La première charge de Sansal contre l’islamisme en Algérie au XXe siècle ouvre les yeux sur le passé du terrorisme et son ampleur. Il ne cesse de le dénoncer, de L’enfant fou de l’arbre creux à 2084. Avec un dynamisme époustouflant, une ironie incisive, ce premier roman rend avec force les ambiances urbaines et les misères humaines, l’attachement à un pays qui s’enfonce dans les cercles de l’enfer, où le malheur guette ceux qui veulent rétablir la justice et la paix.

Commentaires

  • Fille d'une pied noir, ayant vécu moi- même dans les années 70 -80 en Algérie, je préfère ne rien dire de ce pays....Mais je t'ai lue, ô combien!

  • Un sujet sensible, je le comprends bien. Moi qui ne suis jamais allée dans ce pays, j'ai vu dans ce roman les très claires prémisses d'un fléau qui s'est élargi au monde entier. Merci, Anne.

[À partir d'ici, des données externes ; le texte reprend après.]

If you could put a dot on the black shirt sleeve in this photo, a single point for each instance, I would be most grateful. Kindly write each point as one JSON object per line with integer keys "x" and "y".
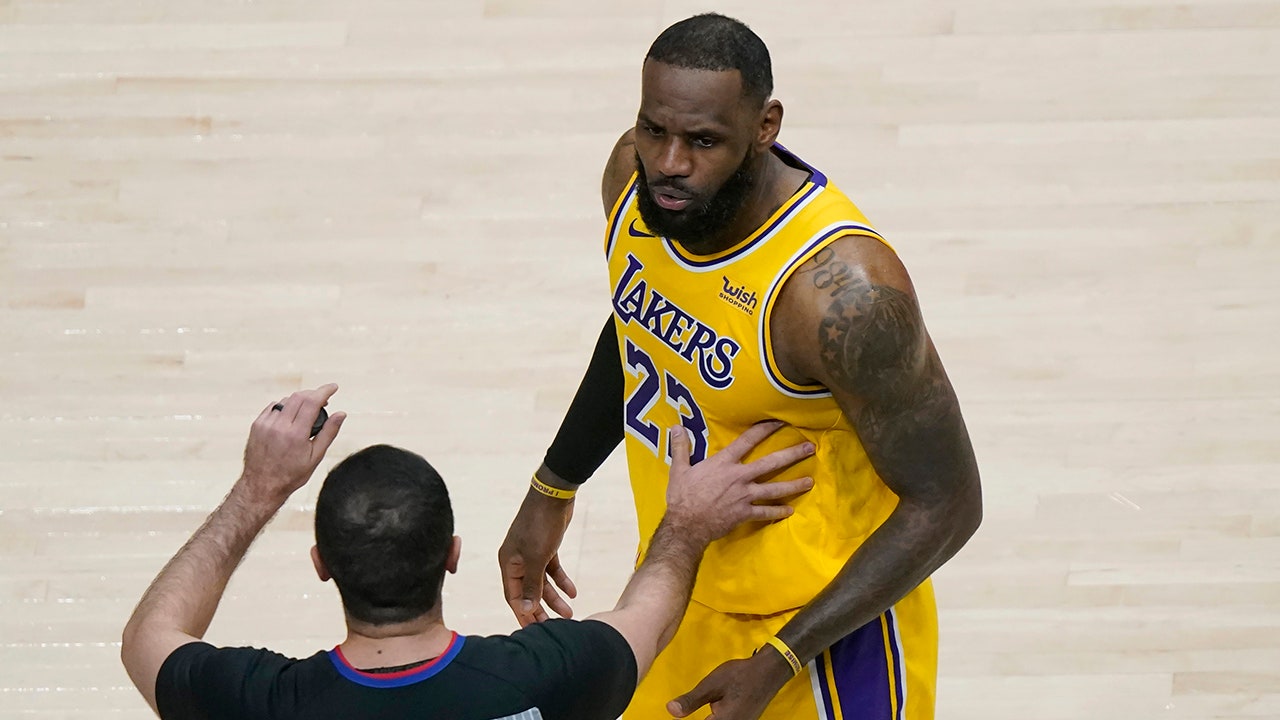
{"x": 199, "y": 680}
{"x": 585, "y": 669}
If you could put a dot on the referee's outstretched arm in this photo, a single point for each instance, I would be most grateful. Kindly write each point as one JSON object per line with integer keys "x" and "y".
{"x": 704, "y": 502}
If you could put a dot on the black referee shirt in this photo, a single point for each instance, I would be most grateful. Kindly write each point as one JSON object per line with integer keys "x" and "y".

  • Je l'ai vu quelques fois à la télévision et j'ai toujours apprécié ses interventions. J'admire son audace à parler vrai dans son propre pays où c'est si risqué, son grand courage.

  • L'écriture de ce livre que tu présentes en détail et avec talent semble magistrale.
    Et comme tu le dis, tout éclairage venu du passé sur l'état actuel de notre monde est extrêmement intéressant. S'il pouvait nous permettre de mieux comprendre et de trouver des solutions....
    Merci Tania pour ton partage ! Bises.

  • Ah oui, ce n'est pas un reportage, c'est un texte d'écrivain plein de souffle, tu as compris que je recommande la lecture de ce roman.

  • Je n'ai pas lu cet auteur, j'espère le faire un jour, même si je sais que ça peut être difficile, en raison de la violence permanente.

  • Ce n'est pas un long fleuve tranquille, plutôt une rivière en crue, et la force du style, la liberté de ton emportent le lecteur - c'est ce que j'ai ressenti en tout cas.

  • Il est rare d'entendre des voix de ce pays, si nécessaires pourtant.
    Ton dernier paragraphe " Avec un dynamisme époustouflant, une ironie incisive, ce premier roman rend avec force les ambiances urbaines et les misères humaines, l’attachement à un pays qui s’enfonce dans les cercles de l’enfer.." me pousse bien entendu à le lire, et sans tarder.

    Je voulais, sur ce sujet, recommander vivement le film "Les Bienheureux",de Sofia Djama qui est sorti en 2017. À travers ce film on comprend tant de choses sur les gens de différentes générations, sur les jeune, les interdits et l'ennui, la situation.

  • Je serai heureuse de connaître ton avis, Je n'en ai pas fini avec ce recueil de Sansal, j'y reviendrai, bien sûr. Merci de citer ce film, Colo, je viens de regarder la bande-annonce et j'aimerais beaucoup le voir : https://www.allocine.fr/video/player_gen_cmedia=19575338&cfilm=257716.html

  • Une belle édition pour un grand auteur. J'avais été impressionnée par 2024. As-tu lu Harraga ? Cette lecture m'a bouleversée.

  • Non, je n'ai lu que les deux titres présentés sur ce blog. Je suis allée voir tes deux billets sur Boualem Sansal que je vais continuer à lire, certainement. Je les indique ici pour info : http://www.lireetmerveilles.fr/search/site/?q=sansal

  • Merci pour ce titre que je ne connaissais pas.

  • c'est un folio à 2 euro et ça retrace tout un pan d'histoire de l'Afrique du Nord

  • je l'ai très peu lu mais ton billet le rend vraiment très attrayant ce qui me manque en ce moment ce n'est pas le temps mais plutôt l'envie

  • Elle reviendra, c'est sûr, et les livres nous font pour la plupart la grâce de nous attendre ;-).

  • Ce sont des sujets de lectures trop difficiles pour moi mais j'admire infiniment le courage de cet écrivain !!! Merci Tania, beau week end. brigitte

  • Bonne soirée & beau dimanche, Brigitte, du temps pour refaire de grandes balades, je m'en réjouis pour toi.